Sam Donaldson of ABC retorted: “He’s a grown man, and he can take care of himself.” Donaldson added, “We’re doing our job here as reporters, asking questions.” Donaldson and others had engaged in a degrading chorus of caterwauling to get in another question to the President. The correspondents’ heated defense of their actions to the schoolmasters included a short lecture on First Amendment rights.
All this was unfortunate--and unnecessary. It is understandable that the school officials were upset, although the White House press corps did watch silently, as is the custom, until the end of the ceremony and began their schoolboy shouts only after Reagan declared: “Class dismissed!”
This sort of thing would not have to occur if the President made himself available to correspondents on a regular basis to discuss issues of the day, as Presidents since Franklin D. Roosevelt have done--all but Ronald Reagan. Reagan’s only regular White House press conference in nearly a year was held last March. Further, Reagan encourages the shouted questions from long distance by responding to them. On the day in question, for instance, when asked whether his nomination of Robert H. Bork would be rejected, Reagan responded, “Over my dead body!”
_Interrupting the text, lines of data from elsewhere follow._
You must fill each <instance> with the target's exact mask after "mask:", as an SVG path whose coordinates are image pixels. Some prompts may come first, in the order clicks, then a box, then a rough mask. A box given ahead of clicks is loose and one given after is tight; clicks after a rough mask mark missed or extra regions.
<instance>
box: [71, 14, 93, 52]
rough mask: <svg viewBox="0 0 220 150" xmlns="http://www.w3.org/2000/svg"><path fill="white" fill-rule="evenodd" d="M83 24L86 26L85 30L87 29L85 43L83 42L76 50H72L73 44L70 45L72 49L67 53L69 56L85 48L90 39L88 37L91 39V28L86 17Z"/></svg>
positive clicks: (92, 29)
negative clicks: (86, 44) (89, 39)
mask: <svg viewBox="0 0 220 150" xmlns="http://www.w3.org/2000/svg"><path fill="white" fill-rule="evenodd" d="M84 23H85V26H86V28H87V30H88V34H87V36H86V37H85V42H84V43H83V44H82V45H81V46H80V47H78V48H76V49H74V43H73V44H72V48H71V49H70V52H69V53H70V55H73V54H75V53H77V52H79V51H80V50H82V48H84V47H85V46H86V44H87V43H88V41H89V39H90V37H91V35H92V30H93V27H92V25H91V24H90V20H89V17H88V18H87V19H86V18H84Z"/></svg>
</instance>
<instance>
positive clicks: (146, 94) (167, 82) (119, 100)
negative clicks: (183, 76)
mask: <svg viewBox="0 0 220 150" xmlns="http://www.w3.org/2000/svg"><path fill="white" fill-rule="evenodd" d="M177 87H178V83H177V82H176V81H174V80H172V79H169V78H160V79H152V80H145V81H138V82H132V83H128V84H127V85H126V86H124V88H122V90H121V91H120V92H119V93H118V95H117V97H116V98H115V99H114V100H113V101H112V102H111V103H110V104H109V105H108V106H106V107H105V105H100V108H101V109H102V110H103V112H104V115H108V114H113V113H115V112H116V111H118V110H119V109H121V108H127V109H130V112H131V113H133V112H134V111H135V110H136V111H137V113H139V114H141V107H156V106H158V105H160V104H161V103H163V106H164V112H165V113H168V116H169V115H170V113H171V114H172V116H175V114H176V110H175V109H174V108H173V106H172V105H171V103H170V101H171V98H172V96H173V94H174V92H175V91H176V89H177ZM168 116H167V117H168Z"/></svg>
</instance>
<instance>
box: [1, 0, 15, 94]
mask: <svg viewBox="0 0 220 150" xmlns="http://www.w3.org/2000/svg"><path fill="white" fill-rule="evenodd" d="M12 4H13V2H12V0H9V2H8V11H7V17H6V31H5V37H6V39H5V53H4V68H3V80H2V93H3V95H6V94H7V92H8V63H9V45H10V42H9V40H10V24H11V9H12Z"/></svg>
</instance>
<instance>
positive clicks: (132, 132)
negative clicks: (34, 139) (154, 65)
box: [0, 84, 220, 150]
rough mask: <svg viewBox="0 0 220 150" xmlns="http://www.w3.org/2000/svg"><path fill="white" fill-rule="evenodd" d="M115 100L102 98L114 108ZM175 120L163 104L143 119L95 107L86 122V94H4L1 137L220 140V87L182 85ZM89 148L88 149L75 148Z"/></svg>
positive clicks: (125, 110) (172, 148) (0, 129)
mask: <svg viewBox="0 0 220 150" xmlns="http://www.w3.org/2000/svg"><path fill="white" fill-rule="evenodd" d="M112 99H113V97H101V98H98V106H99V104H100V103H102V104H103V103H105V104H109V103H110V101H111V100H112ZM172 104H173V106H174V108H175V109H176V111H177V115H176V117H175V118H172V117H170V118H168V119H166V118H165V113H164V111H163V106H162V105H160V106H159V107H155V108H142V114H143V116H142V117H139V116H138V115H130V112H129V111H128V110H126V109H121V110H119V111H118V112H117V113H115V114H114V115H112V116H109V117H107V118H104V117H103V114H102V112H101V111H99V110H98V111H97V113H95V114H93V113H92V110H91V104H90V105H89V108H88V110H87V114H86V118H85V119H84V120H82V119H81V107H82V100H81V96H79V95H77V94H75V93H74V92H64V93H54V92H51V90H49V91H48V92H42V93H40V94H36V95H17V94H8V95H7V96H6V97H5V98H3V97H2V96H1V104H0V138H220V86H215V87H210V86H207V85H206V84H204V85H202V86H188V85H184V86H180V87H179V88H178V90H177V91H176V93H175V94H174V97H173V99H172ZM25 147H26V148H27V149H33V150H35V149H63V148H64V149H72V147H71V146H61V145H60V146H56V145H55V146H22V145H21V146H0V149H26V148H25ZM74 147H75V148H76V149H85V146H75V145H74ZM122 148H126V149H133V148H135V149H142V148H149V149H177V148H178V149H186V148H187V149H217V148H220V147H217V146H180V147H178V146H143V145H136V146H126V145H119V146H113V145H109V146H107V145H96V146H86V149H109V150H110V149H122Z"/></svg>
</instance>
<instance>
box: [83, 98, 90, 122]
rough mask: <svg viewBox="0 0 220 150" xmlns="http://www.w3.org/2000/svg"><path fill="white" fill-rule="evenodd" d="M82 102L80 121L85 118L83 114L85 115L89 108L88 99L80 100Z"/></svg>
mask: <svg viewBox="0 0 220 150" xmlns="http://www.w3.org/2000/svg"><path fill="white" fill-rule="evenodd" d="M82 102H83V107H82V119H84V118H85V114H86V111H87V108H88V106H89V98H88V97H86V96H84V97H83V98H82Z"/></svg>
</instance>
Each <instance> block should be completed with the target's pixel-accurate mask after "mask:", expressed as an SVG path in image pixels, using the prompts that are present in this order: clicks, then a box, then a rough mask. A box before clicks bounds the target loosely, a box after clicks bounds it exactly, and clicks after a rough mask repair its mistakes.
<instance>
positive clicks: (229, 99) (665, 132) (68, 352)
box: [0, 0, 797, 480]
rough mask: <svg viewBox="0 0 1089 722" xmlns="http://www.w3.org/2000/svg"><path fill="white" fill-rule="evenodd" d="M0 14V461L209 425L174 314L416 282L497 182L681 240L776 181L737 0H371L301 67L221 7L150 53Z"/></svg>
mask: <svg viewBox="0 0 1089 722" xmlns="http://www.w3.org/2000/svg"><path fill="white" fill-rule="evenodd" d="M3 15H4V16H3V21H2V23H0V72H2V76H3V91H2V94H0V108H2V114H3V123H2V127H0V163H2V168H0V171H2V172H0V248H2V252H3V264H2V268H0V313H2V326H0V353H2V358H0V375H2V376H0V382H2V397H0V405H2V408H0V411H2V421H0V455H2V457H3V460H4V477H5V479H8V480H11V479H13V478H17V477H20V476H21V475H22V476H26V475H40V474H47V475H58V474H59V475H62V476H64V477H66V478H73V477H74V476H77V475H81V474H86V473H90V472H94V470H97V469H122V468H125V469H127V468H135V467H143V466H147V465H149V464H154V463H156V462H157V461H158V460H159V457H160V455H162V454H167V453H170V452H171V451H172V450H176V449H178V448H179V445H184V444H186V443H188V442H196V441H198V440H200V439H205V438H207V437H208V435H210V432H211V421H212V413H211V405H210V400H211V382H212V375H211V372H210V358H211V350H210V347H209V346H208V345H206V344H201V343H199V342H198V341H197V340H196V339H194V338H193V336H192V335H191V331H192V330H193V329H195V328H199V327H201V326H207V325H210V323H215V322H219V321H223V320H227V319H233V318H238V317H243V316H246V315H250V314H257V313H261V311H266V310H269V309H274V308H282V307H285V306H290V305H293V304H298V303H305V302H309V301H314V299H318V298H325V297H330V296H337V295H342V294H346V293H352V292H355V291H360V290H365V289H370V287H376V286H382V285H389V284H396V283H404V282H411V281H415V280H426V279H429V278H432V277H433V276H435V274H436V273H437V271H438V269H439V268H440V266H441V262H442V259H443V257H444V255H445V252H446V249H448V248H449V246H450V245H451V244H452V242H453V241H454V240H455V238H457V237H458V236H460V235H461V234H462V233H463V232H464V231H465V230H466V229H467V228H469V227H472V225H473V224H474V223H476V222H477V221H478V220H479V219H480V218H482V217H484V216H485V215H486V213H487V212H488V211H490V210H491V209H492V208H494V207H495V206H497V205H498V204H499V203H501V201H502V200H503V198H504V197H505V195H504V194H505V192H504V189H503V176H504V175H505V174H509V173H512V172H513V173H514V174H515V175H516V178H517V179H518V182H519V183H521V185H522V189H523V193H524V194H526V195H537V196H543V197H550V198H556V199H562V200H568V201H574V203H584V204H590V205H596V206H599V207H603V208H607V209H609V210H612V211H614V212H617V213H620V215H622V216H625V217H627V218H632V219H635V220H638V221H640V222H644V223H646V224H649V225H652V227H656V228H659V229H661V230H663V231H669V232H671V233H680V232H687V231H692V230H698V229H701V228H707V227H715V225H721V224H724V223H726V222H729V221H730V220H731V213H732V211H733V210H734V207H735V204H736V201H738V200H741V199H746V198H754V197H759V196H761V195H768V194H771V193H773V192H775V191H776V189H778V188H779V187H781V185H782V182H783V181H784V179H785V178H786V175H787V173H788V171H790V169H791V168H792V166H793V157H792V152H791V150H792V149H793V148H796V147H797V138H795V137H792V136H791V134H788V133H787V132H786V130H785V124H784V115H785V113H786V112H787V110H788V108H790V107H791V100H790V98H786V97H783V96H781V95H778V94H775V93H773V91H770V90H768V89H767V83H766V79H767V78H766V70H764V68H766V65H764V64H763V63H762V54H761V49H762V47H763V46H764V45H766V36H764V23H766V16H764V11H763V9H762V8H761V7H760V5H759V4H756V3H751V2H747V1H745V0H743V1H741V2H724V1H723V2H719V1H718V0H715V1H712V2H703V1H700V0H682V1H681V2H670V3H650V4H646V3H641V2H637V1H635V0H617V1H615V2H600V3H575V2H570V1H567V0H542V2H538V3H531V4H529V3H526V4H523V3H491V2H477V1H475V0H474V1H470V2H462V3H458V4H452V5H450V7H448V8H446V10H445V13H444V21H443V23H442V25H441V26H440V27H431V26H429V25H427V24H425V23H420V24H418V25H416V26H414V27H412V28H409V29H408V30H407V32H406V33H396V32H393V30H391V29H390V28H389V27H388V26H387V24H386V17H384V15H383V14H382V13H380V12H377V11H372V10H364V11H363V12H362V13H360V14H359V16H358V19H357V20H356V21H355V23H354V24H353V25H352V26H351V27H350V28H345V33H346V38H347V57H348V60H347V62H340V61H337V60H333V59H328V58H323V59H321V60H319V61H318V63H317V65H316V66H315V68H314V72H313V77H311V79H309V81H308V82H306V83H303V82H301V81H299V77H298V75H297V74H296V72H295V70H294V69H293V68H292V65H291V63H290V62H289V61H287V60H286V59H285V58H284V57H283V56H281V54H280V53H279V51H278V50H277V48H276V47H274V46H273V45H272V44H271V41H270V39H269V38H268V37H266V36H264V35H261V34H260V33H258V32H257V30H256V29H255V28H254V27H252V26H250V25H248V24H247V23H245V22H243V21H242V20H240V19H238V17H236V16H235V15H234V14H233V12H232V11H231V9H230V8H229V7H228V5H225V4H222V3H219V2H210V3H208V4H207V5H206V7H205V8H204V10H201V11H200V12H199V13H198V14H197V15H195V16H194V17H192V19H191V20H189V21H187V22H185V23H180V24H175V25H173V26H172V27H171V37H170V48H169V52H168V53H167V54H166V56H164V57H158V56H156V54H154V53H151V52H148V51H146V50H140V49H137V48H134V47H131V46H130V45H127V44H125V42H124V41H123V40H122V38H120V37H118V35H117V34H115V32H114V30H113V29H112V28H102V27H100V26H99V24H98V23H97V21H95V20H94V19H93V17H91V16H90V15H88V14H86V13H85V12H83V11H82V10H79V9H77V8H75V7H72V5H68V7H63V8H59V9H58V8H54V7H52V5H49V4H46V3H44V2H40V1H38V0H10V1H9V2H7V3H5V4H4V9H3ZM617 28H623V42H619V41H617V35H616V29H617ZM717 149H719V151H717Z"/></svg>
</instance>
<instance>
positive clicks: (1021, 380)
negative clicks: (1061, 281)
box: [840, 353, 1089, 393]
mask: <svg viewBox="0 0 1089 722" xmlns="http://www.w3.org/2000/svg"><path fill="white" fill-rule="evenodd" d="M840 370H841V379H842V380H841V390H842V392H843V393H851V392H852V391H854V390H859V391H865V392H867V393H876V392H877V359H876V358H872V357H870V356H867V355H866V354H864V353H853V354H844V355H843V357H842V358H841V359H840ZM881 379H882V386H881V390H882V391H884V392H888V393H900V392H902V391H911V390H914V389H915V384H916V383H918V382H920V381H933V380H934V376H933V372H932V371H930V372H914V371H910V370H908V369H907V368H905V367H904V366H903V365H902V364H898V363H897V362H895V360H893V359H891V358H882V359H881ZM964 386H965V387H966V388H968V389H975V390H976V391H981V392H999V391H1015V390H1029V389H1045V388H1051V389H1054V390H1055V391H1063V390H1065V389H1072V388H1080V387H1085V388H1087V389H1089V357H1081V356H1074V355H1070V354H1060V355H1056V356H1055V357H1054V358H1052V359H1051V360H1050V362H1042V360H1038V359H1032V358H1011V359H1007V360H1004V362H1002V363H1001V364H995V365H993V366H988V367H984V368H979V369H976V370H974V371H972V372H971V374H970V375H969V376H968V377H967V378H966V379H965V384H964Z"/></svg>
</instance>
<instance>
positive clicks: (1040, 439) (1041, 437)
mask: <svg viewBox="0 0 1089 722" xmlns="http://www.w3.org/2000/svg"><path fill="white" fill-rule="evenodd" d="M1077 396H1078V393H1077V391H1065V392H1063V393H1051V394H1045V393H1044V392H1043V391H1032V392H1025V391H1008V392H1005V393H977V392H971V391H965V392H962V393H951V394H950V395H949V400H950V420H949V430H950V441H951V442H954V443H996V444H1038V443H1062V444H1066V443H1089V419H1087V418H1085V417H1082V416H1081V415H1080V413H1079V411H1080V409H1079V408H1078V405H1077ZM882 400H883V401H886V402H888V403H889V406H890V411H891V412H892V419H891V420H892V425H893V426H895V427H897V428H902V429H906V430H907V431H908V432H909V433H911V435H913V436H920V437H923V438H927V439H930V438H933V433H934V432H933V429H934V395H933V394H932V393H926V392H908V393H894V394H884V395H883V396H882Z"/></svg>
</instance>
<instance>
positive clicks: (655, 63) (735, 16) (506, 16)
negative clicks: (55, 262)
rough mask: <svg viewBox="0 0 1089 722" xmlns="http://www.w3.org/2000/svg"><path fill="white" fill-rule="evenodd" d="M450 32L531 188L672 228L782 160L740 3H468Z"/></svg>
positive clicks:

That four-word comment, of course, became headline news. In fact, even a frown, a wink or a shrug from the President on one important issue or another may be reported on a priority basis. This is all that the White House press has to work with by way of direct answers from the President himself, and, given those conditions, it cannot pass up a Rose Garden opportunity to get one more answer.
The President could discourage the practice by refusing to say anything and by not playing games with body English. Much better yet, he could begin to hold the long-promised regular press conferences. Trading barbs in the East Room of the White House would be far better than thorns in the Rose Garden.